In family sessions, I can help all members of the family learn how to grieve these losses together, which produces a powerful bonding experience. In other cases, parents who want to protect their children from the painful and dangerous minefields of adolescents may learn through family therapy how to negotiate more flexible boundaries as their teenager works to earn their trust. In addition, family therapy can be helpful in working through some of the stresses the BFRB causes for other members of the family, including self-blame and feelings of overwhelm.
Two families I’ve worked with agreed to participate in six-month follow up interviews (conducted by a graduate student) to assess the effectiveness of our work together, with a focus on how family therapy fit into their healing process. Both teen clients chose pseudonyms for themselves—Colt and Nikki.
Colt
Colt and I met regularly for two years. His parents came to the first half of each session and left for the second half. Initially, spending time with his family in the room helped Colt to relax and build trust in me. We found that the split sessions also helped his parents bring up issues or conflicts that Colt might not have mentioned on his own. Then he and I could work on those concerns during the rest of our time together. Six months post-treatment, he and his parents agreed that he had resolved his hair-pulling behavior. This is what each of them said about what worked in their therapy:
Colt: [Stacy] taught me how to deal with the nervous stuff. When I was coming here, (my hair-pulling) was out of control. But then when I left, I was totally controlled.

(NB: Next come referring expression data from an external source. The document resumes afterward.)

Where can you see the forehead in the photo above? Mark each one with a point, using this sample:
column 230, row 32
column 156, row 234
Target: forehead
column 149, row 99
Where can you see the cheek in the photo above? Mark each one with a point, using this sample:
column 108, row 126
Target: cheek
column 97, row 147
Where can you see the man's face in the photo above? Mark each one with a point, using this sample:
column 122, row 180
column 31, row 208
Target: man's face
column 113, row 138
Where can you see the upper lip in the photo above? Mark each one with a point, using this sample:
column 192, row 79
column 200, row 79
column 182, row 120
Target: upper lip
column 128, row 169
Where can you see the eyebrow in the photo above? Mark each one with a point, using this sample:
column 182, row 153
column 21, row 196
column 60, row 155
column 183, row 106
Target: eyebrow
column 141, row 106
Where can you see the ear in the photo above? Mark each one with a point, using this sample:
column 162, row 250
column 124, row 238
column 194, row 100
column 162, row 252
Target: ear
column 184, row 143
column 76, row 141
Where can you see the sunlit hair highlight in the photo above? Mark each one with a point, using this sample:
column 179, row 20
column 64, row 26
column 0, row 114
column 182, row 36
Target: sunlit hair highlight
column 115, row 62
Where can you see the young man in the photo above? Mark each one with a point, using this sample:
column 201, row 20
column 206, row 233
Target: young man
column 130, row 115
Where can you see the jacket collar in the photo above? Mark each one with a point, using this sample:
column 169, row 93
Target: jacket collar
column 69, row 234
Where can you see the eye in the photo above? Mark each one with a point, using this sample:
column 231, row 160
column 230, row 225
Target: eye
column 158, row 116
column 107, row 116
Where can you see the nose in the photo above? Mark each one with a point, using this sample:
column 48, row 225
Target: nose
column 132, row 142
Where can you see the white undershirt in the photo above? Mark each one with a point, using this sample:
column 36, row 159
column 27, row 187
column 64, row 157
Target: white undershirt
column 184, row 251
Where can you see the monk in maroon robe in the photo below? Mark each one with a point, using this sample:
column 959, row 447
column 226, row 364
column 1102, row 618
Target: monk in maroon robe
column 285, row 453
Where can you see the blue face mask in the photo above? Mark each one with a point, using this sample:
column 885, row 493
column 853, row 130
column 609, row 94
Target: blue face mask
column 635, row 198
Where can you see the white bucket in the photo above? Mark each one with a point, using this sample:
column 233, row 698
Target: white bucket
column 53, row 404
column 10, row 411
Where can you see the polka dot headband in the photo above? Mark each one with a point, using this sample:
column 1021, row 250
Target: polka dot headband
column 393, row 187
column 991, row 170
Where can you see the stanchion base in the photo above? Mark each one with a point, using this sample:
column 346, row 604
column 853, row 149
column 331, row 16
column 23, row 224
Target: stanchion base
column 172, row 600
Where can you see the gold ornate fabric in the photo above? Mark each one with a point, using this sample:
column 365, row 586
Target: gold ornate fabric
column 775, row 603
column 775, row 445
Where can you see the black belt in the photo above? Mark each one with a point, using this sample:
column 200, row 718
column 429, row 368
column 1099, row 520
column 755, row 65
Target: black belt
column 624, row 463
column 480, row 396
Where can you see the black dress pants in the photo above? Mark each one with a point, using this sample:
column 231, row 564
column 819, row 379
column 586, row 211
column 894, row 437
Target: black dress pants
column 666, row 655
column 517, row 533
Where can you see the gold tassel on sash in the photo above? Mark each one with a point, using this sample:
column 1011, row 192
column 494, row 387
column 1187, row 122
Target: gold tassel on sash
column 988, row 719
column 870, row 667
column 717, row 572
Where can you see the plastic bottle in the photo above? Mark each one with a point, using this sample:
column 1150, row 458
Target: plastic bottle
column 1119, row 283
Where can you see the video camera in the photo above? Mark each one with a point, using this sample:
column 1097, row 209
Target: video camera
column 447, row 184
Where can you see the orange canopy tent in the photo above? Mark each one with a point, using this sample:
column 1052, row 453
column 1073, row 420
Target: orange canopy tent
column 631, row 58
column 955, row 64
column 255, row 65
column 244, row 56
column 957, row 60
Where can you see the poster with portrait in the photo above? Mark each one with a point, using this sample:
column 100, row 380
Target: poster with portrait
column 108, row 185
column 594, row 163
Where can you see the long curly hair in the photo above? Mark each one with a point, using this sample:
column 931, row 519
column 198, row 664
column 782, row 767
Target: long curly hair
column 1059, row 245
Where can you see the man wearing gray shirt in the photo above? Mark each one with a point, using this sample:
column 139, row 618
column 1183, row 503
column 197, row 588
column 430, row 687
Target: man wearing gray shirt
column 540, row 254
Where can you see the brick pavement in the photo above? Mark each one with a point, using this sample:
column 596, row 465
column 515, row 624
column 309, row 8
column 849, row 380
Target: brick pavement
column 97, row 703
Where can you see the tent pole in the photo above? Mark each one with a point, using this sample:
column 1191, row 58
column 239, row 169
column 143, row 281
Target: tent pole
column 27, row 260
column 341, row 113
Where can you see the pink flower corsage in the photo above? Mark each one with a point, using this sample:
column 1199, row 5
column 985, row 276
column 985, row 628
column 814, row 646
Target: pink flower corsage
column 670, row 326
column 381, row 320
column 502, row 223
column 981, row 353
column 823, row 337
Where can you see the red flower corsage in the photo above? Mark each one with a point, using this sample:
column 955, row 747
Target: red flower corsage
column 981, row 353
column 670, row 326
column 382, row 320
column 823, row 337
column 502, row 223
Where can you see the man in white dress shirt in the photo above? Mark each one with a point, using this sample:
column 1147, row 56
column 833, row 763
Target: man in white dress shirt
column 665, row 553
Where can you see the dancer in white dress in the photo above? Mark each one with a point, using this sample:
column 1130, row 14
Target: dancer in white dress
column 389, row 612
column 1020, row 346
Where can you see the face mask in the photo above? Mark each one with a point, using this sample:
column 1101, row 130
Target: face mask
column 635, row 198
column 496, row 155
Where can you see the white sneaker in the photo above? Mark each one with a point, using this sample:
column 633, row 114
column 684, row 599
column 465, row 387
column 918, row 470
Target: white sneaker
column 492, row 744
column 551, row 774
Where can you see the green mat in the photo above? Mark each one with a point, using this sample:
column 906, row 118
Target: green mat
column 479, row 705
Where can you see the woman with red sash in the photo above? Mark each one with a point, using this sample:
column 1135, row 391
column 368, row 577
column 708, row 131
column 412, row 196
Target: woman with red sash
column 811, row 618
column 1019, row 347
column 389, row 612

Colt’s Mom: I think Stacy really took into account all three of us and how we all worked together. I think she took us into consideration when she was helping Colt.
Colt’s Dad: I think the relationship (with Stacy) evolved. When we first came, it was all about Colt, and then it became about this family working really hard. She joined in that fight with us. We really gelled well.
Nikki, who saw me individually for three years for trichotillomania with family therapy included as needed, decreased her hair-pulling to a level that no longer distressed her. She came in alone for her post-treatment interview, and explained the importance of family sessions in our work together: “I was talking to Stacy about something and she was just like, why don’t we bring your mom in? My mom came in for a bit, and it was super helpful. I hadn’t been telling her things, and she hadn’t been telling me things. And then it was a lot easier once we were communicating. I told her that when she wanted me to put Band Aids on all the time, she made me feel bad. I was judgmental toward myself, and once she told me it was okay, it just helped a lot.”
Of course, it is natural for families to feel anxious and reluctant about giving family therapy a try. It may feel like it is just the problem of the person with the BFRBs, and it is always scary to do something new and unknown. Many of my clients find that the power of working as a family team to conquer a problem along with the relief that can come from that work is worth facing those fears.
References:
Bowen, M. (1978). Family therapy in clinical practice. Lanham, MD: Rowman & Littlefield.
Keuthen, N., Fama, Jl, Attenburger, E, Allan, A., Raff, A., & Pauls, D. (2013). Family environment in adolescent trichotillomania. Journal of Obsessive-Compulsive and Related Disorders (Volume 2, Issue 4), 366-274.